The traditional 80%/20% split is great for quick model construction but it's nice to be able to have a bit more control when building your models and which rows exactly get used for training. Right now the SageWorks API supports three options:

  • 80/20 Split: Default, just use the classes as they are.
  • Train on 100%: Useful for deploying a model to production.
  • Hold Out Set: Specify an explicit set of rows to NOT be used for training.

Train on 100%

Just set the train_all_data argument to True when calling transform

features_to_model = FeaturesToModel("abalone_feature_set", "abalone-regression",
                                     model_type=ModelType.REGRESSOR)
features_to_model.set_output_tags(["abalone", "regression"])
features_to_model.transform(target_column="class_number_of_rings", 
                            description="Abalone Regression Model", train_all_data=True)

Hold Out Set

This gives you fine-grained controls over exactly which rows are NOT used for training (all other rows will be trained on)

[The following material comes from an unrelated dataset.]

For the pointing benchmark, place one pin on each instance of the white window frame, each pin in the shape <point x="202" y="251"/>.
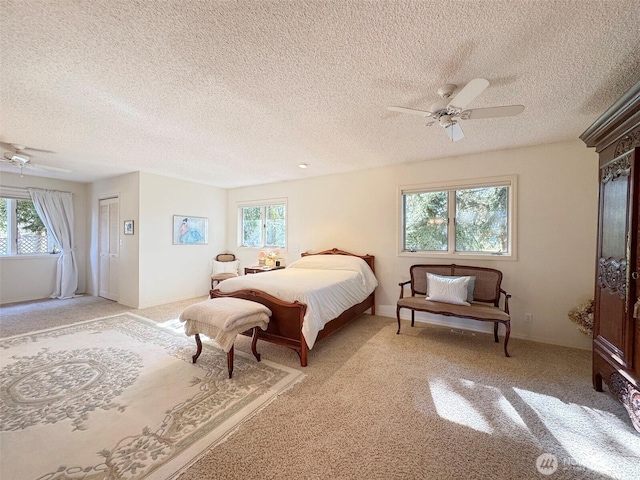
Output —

# Specify the column name and a list of items to 'Hold Out'
fs = FeatureSet("abalone_feature_set")
fs.create_training_view("id", hold_out_ids=[1, 5, 18, 26, ...])

# Another example
fs = FeatureSet("test_feature_set")
fs.create_training_view("name", hold_out_ids=["Bob", "Sue", "Tim", ...])

This will create a 'training_view' for the feature set, which will automatically be used when creating a model

features_to_model = FeaturesToModel("abalone_feature_set", "abalone-regression",
                                     model_type=ModelType.REGRESSOR

This model ^ will be trained on the rows that are specified by the training view

Inspecting the training view

If you want to inspect/use/view the training view, you can do that either through the Athena console or through the SageWorks API.

fs = FeatureSet("test_feature_set")
ds = fs.training_view
table = ds.table_name
df = ds.query(f"select * from {table}")

Issues

If you get an error like this, it means that your FeatureSet already has a training column, unfortunately since FeatureSets are 'append only' the only way to solve this is to delete your FeatureSet and recreate.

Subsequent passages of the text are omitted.